Department of Civil and Environmental Engineering, University of Alberta, Edmonton, AB, Canada.
Water Environ Res. 2021 Jan;93(1):84-93. doi: 10.1002/wer.1357. Epub 2020 Jun 8.
Propionate is one of the most important intermediates in anaerobic digestion, and its degradation requires a syntrophic partnership between propionate-oxidizing bacteria and hydrogenotrophic methanogens. Anaerobic digestion efficiency can be improved by direct interspecies electron transfer (DIET) through conductive materials. This study aimed to investigate the effects of DIET on syntrophic propionate oxidization under room temperature (20°C) and reveal the syntrophic partners. Firstly, conventional anaerobic consortium and conductive material-enriched consortium were tested for DIET under high H partial pressure. The latter supplemented with granular activated carbon (GAC) can mitigate H inhibition through DIET. Secondly, a DIET consortium was enriched for testing GAC and magnetite, both showed DIET facilitation. Microbial communities in GAC- and magnetite-supplemented reactors were similar. Syntrophic propionate-oxidizing bacteria, for example, Smithella (3.9%-9.9%) and a genus from the family Syntrophaceae (1.9%-3.6%) and methanogens Methanobacterium (30.3%-75.2%), Methanolinea (8.5%-25.2%), Methanosaeta (11.4%-36.7%), and Candidatus Methanofastidiosum (3.6%-6.6%), were predominant. Functional genes for cell mobility and membrane transport (3.3% and 9.5% in control reactor) increased with GAC (3.7% and 11.1%, respectively) and magnetite (3.7% and 10.9%, respectively) addition. Syntrophic propionate-oxidizing bacteria and methanogenesis partners were revealed by co-occurrence network, for example, Methanobacterium with Smithella, Syntrophobacter, Dechloromonas, and Trichococcus, signifying the importance of the syntrophic partnership in DIET environment. PRACTITIONER POINTS: DIET improved syntrophic propionate oxidization under room temperature condition (20°C). Microbial communities were similar for GAC- and magnetite-supplemented reactors, different with control reactor. Syntrophic propionate-oxidizing bacteria and methanogenesis partners were revealed by co-occurrence network. Methanobacterium and Smithella, Syntrophobacter, Dechloromonas, and Trichococcus were correlated.
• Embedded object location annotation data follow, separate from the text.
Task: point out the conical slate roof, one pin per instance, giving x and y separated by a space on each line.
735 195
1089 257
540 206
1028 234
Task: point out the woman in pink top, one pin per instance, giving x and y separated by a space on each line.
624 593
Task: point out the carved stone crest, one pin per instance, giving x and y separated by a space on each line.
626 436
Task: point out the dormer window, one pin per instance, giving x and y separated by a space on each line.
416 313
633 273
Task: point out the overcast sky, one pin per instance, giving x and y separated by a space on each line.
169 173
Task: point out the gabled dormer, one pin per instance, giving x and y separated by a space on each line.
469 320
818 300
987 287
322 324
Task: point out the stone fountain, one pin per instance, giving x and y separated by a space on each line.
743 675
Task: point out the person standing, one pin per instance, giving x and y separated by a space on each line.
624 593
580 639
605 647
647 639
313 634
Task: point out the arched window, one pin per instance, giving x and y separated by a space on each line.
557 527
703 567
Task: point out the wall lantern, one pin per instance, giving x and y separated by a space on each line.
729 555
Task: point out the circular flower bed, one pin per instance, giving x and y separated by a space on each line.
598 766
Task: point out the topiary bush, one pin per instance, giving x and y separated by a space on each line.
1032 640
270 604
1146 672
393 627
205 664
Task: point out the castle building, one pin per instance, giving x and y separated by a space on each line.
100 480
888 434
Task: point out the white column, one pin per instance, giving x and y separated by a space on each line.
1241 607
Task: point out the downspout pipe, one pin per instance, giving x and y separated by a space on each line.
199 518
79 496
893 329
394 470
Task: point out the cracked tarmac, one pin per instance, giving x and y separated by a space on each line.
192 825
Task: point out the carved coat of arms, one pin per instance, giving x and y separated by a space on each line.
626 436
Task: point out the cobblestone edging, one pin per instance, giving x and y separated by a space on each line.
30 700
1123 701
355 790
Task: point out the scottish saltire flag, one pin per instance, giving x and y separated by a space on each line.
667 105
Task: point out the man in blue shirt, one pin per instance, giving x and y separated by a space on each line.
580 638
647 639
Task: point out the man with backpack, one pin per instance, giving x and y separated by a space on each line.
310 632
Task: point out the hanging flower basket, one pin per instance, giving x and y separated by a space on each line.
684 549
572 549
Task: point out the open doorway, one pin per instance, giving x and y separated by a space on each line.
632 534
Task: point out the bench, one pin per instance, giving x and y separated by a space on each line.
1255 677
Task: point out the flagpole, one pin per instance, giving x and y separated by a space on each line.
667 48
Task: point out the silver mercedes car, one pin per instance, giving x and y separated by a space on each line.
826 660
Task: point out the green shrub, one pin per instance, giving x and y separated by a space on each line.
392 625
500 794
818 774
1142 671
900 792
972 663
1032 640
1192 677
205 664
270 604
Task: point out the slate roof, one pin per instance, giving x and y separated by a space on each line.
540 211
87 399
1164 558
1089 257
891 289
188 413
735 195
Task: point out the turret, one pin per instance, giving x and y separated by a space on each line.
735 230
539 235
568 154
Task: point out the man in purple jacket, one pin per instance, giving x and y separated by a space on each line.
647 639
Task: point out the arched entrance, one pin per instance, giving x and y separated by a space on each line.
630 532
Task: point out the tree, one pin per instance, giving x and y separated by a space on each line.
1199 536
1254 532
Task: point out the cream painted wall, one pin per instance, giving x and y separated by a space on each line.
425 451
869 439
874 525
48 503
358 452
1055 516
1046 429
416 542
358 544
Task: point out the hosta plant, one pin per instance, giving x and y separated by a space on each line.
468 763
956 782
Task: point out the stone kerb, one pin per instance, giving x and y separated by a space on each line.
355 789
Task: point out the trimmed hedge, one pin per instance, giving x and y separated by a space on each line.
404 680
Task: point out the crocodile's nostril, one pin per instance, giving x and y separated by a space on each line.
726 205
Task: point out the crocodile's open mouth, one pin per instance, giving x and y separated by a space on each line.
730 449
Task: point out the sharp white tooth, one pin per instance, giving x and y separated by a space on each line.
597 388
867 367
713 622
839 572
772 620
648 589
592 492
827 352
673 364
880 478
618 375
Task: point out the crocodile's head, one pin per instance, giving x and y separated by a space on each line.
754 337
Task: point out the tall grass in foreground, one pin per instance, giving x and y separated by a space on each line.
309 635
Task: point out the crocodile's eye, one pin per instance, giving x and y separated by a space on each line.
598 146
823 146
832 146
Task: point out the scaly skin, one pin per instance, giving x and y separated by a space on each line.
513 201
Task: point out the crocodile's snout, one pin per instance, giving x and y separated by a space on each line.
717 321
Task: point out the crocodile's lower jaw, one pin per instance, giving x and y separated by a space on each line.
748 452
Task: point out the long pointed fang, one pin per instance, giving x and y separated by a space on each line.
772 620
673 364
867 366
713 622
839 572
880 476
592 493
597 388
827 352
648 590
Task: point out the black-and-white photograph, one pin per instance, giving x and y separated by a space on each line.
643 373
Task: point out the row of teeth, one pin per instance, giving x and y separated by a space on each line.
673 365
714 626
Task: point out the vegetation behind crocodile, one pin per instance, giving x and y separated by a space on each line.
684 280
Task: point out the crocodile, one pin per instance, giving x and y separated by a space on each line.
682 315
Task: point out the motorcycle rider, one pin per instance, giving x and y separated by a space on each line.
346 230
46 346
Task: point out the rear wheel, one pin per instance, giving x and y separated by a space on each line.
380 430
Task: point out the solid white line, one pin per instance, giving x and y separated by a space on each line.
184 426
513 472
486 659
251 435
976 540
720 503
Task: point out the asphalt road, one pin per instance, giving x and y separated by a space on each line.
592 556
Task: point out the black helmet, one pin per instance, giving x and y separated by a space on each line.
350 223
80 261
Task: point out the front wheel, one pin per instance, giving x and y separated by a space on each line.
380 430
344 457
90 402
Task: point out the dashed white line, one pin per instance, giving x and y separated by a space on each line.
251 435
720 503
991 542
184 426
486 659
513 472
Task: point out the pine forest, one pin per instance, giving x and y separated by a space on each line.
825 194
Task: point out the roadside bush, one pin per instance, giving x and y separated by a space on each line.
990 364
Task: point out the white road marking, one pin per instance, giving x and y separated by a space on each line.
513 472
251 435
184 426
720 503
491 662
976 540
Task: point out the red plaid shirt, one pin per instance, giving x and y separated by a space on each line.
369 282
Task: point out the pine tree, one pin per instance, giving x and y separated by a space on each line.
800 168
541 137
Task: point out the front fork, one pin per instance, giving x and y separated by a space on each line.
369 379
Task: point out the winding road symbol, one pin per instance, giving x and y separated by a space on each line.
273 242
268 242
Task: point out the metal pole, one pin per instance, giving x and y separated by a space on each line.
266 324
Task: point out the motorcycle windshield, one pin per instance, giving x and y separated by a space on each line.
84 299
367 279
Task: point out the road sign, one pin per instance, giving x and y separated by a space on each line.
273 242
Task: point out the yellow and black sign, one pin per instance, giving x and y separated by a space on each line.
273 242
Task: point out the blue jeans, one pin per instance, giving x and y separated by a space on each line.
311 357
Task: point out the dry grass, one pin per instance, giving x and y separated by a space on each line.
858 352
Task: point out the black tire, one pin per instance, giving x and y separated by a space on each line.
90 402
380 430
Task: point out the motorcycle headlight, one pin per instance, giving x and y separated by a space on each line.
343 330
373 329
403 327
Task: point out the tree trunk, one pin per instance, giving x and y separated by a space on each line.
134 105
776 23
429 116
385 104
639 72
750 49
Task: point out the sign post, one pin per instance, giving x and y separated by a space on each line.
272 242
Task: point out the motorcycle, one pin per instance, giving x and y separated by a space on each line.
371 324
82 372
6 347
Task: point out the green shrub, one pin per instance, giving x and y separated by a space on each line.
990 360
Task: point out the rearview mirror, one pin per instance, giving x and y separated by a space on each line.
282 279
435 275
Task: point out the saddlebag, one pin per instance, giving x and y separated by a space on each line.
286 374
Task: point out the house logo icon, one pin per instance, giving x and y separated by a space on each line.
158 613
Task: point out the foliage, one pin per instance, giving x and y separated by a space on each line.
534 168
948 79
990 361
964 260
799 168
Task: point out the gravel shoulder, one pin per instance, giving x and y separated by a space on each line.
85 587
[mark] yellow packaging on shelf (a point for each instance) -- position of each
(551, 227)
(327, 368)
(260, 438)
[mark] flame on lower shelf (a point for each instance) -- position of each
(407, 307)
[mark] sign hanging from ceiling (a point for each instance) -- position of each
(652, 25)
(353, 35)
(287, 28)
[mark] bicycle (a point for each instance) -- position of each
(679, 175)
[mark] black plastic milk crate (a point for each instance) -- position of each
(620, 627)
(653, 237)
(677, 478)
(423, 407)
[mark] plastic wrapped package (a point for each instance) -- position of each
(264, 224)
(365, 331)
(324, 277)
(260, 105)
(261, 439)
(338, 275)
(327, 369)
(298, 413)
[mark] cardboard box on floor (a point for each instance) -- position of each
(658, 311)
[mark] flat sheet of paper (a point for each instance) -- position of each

丙酸是厌氧消化过程中的最重要的中间产物之一,其降解需要丙酸氧化菌和产氢甲烷菌之间的共营养共生关系。通过导电材料的直接种间电子传递(DIET)可以提高厌氧消化效率。本研究旨在探讨 DIET 在室温(20°C)下共营养丙酸氧化中的作用,并揭示共营养伙伴。首先,在高 H 分压下测试了常规厌氧群落和富含导电材料的群落中的 DIET。后者通过添加颗粒活性炭(GAC)可以通过 DIET 缓解 H 抑制。其次,富集 DIET 群落用于测试 GAC 和磁铁矿,两者均显示出 DIET 促进作用。在添加 GAC 和磁铁矿的反应器中的微生物群落相似。共营养丙酸氧化菌,例如 Smithella(3.9%-9.9%)和从Syntrophaceae 科的一个属(1.9%-3.6%)和产甲烷菌 Methanobacterium(30.3%-75.2%)、Methanolinea(8.5%-25.2%)、Methanosaeta(11.4%-36.7%)和 Candidatus Methanofastidiosum(3.6%-6.6%)占主导地位。细胞迁移和膜转运的功能基因(对照反应器中分别为 3.3%和 9.5%)随着 GAC(分别为 3.7%和 11.1%)和磁铁矿(分别为 3.7%和 10.9%)的添加而增加。通过共现网络揭示了共营养丙酸氧化菌和产甲烷作用伙伴,例如 Methanobacterium 与 Smithella、Syntrophobacter、Dechloromonas 和 Trichococcus,表明在 DIET 环境中这种共营养共生关系的重要性。从业者要点:DIET 提高了室温(20°C)条件下的共营养丙酸氧化作用。添加 GAC 和磁铁矿的反应器中的微生物群落与对照反应器相似,而不同。通过共现网络揭示了共营养丙酸氧化菌和产甲烷作用伙伴。Methanobacterium 和 Smithella、Syntrophobacter、Dechloromonas 和 Trichococcus 呈相关性。